An increasingly common tactic involves the use of tailored approaches in recruitment like use of community based settings and groups, as well as the use of “patient navigators”. Community settings outreach effectively tackles the problem of patient identification. For example, to fill the existing wide gap between minorities and the clinical research enterprise, researchers can do outreach in community-based settings and via existing community groups, such as civic groups and neighborhood associations, for recruitment. Hence, designing or adapting recruitment methods that are in accordance with the cultural framework of a targeted population.
On the other hand, the use of patient navigators addresses the recruitment problem after identification. Researchers have recently begun utilizing trained laypersons (“patient navigators”) to engage patients both in their communities and in certain health care settings to increase awareness and enrollment in clinical trials. Patient navigators also increase opportunities for trial participation by guiding patients through the frequently complex series of diagnostics or through the clinical visits required that often precede the identification of suitable clinical trials. Finally, once a patient is offered enrollment in a trial, a patient navigator may facilitate potential participants’ informed decision-making at the point of entry into a trial by addressing their questions about the trial procedures or the informed consent process.

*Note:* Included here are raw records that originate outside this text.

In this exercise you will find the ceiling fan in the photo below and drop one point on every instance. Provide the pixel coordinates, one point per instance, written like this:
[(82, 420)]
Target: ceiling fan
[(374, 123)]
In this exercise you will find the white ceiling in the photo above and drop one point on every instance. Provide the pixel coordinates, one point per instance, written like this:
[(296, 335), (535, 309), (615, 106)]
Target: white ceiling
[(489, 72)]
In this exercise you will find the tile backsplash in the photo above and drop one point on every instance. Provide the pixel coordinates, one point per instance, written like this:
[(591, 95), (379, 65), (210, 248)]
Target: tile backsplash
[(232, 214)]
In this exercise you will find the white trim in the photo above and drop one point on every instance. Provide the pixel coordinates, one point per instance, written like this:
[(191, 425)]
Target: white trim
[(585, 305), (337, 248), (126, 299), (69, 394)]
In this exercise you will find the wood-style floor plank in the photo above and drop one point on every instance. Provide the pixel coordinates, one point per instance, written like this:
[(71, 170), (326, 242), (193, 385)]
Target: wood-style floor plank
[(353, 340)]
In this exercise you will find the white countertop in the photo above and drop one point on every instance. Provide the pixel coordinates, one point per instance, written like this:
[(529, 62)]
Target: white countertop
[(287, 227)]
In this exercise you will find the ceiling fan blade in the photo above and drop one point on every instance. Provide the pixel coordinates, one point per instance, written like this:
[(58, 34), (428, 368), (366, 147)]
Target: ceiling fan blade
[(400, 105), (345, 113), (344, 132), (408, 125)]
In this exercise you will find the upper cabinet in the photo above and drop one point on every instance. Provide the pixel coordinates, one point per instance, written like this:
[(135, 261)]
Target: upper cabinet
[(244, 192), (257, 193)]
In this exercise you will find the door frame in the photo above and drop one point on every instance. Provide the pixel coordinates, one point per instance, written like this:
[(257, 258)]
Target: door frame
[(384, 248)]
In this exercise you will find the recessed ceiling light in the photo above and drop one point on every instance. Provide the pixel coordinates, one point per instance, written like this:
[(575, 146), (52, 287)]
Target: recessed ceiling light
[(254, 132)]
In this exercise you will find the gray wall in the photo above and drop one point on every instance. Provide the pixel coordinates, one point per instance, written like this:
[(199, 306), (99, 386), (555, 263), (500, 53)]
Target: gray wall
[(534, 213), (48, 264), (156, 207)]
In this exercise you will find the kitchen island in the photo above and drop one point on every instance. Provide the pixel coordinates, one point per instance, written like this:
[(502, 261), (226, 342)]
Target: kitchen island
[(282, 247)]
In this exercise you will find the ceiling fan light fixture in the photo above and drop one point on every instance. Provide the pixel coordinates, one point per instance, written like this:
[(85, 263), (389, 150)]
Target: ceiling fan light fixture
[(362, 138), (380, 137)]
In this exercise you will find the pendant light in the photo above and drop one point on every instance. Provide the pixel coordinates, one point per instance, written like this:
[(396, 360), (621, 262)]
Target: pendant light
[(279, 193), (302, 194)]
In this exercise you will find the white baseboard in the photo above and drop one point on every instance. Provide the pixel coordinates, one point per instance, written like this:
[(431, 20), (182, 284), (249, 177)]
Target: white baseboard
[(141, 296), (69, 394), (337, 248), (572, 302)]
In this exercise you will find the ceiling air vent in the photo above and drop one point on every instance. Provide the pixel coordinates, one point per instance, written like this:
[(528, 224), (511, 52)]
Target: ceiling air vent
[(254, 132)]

Another growing type of approach includes forging partnerships with disease centered foundations. In fact, this strategy works best with the increasingly available trials targeting rare diseases. Foundations represent a seamless resource to access rare disease patients in a variety of ways. Many of the rare disease foundations created detailed registries of patients across the country that hold information about demography, healthcare institutions and clinics involved and type of care given, etc. Subsequently, these foundations can easily disseminate information regarding symposia, webinars, and available clinical trials to the specific patient population and their care givers. Hence, well founded partnerships with those foundations could go a long way in terms of insuring success of clinical trials by facilitating the access to both the patients and their healthcare providers.
Finally, social media represents the newest trend in clinical trial recruitment strategy, especially for hard to reach populations. In fact, it allows for out of the box recruitment tactics like boosting posts, promoting websites, events and public fan pages, all of which have proven to be very effective. In an effort to quantify the effectiveness of this method, a recent peer reviewed study showed that social media resulted in an 86% boost in the number of applications initiated and 2.5 times faster recruitment when compared to traditional strategies.
Enrollment of difficult to recruit patient populations constitutes a definite rate limiting step in a clinical trial. Non-traditional methodologies are then required to bypass this obstacle, ensure success and potentially deliver novel lifesaving therapies to understudied patient populations. Hence, it is imperative to continuously explore and optimize alternative strategies for the successful recruitment of hard to access populations.